Il n’y a pas lieu de déroger aux dispositions légales en ce qui concerne les dépens ainsi que les frais des mesures d’exécution.
Cette dernière sera par conséquent déboutée de sa demande fondée sur l’article 700 du Code de Procédure Civile.
L’issue de la procédure et l’équité justifient que la SAS MOCKERS soit condamnée à payer à Monsieur [B] [T] la somme de 1.000 € sur la fondement de l’article 700 du Code de Procédure Civile.

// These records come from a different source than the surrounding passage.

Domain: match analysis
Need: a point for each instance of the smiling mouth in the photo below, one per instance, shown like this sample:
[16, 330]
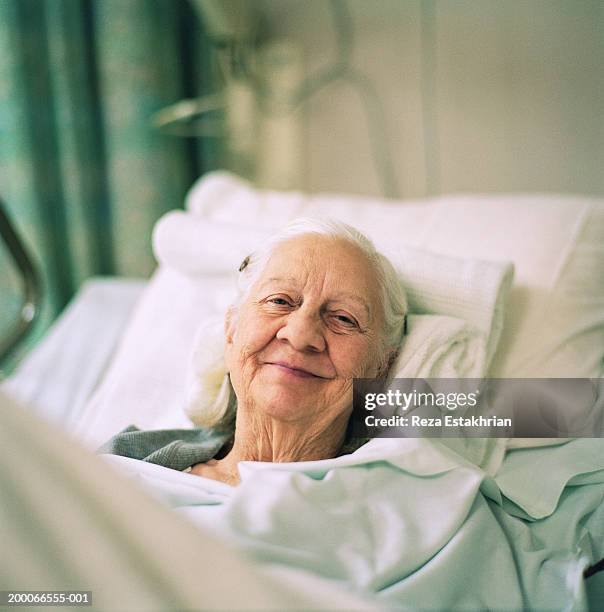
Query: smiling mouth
[298, 372]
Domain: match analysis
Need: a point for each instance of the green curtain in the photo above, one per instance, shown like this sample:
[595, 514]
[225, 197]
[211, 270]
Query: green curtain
[83, 173]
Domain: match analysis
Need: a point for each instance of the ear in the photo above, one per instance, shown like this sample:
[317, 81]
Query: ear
[230, 324]
[230, 327]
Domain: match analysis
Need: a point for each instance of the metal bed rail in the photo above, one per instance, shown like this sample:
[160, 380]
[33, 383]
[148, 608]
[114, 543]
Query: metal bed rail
[31, 288]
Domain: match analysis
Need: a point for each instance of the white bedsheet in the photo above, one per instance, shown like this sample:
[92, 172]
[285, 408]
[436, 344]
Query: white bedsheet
[58, 377]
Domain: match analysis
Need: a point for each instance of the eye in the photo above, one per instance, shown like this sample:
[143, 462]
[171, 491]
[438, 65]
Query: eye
[344, 320]
[278, 301]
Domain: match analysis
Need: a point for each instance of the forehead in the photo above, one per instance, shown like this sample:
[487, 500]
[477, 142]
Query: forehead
[325, 262]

Il sera rappelé que la présente décision est exécutoire de droit à titre provisoire en application de l’article R 121-21 du code des procédures civiles d’exécution.
PAR CES MOTIFS,
Le Juge de l’Exécution, statuant publiquement, par jugement prononcé par mise à disposition au greffe, réputé contradictoire et rendu en premier ressort,
CONSTATE que l’instance est reprise de plein droit, Monsieur [B] [T] ayant déclaré sa créance et ayant mis en cause le liquidateur judiciaire de la SAS MOCKERS ;
ORDONNE le versement de la somme de 1.000 €, consignée sur le compte à la référence CARPA 232148393, à Monsieur [B] [T], cette somme devant être reversée à ce dernier ou à son conseil, dans un délai de dix jours, suivant la demande qui en est faite par celui-ci ou son conseil ;
FIXE la créance de 900 € due par la SAS MOCKERS à Monsieur [B] [T] à titre de dommages et intérêts pour résistance abusive au passif de la liquidation judiciaire de la SAS MOCKERS ;
DÉBOUTE la SAS MOCKERS, représentée par son liquidateur judiciaire, de sa demande fondée sur l’article 700 du Code de Procédure Civile ;
CONDAMNE la SAS MOCKERS, représentée par son liquidateur judiciaire, à payer à Monsieur [B] [T] la somme de 1.000 € sur le fondement de l’article 700 du Code de Procédure Civile ;
CONDAMNE la SAS MOCKERS, représentée par son liquidateur judiciaire, aux dépens, lesquels comprendront le coût du constat de commissaire de justice du 30 janvier 2024 ;
DIT n’y avoir lieu de déroger aux dispositions légales en ce qui concerne les dépens ainsi que les frais des mesures d’exécution ;
RAPPELLE que la présente décision est exécutoire de droit à titre provisoire en application de l’article R 121-21 du code des procédures civiles d’exécution.
Ainsi fait et prononcé les jour, mois et an susdits, la présente décision a été signée par le Juge de l’exécution, et le Greffier.